Licenziato per una sigaretta nel 2002, reintegrato al lavoro dopo 15 anni. La storia di Luigi Nicola Carnevale, operaio foggiano della Sata di Melfi, sta facendo discutere dopo la sentenza della Cassazione che gli ha dato ragione. L’azienda di componenti per auto lo aveva licenziato nel giugno del 2002 per “aver fumato durante l’attività lavorativa”. La svolta per Cardinale, oggi cinquantenne, è arrivata con la decisione della suprema corte per il reintegro definitivo in azienda.
Secondo la prima contestazione, Carnevale era colpevole non solo di aver fumato quando non avrebbe dovuto ma anche di altre presunte inadempienze “non conformi alle istruzioni ricevute”, come ad esempio “inciampare in un pallet e procurarsi volontariamente un infortunio”. Accuse cadute nei vari gradi di giudizio, fino all’appello davanti alla Corte di Potenza del 2014 che non aveva accolto la posizione dell’azienda ritenendo che gli errori commessi sul luogo di lavoro erano spiegabili considerando che “soltanto il giorno precedente era stato assegnato a quella postazione”.

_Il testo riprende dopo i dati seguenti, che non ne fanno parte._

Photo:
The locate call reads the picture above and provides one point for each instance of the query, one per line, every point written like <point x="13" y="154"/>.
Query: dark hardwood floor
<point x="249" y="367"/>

Il problema, però, restava la sigaretta che l’accusato – assistito dall’avvocato Antonio Leccisotti – confessava di aver fumato, sottolineando però che in fabbrica non c’erano cartelli che lo vietavano. Per i giudici, considerate le vicende, il licenziamento fu un provvedimento “del tutto sproporzionato”. L’azienda era già stata obbligata al reintegro, ma aveva fatto appello due anni fa. Appello che la Suprema corte ha respinto, dando definitivamente ragione all’operaio.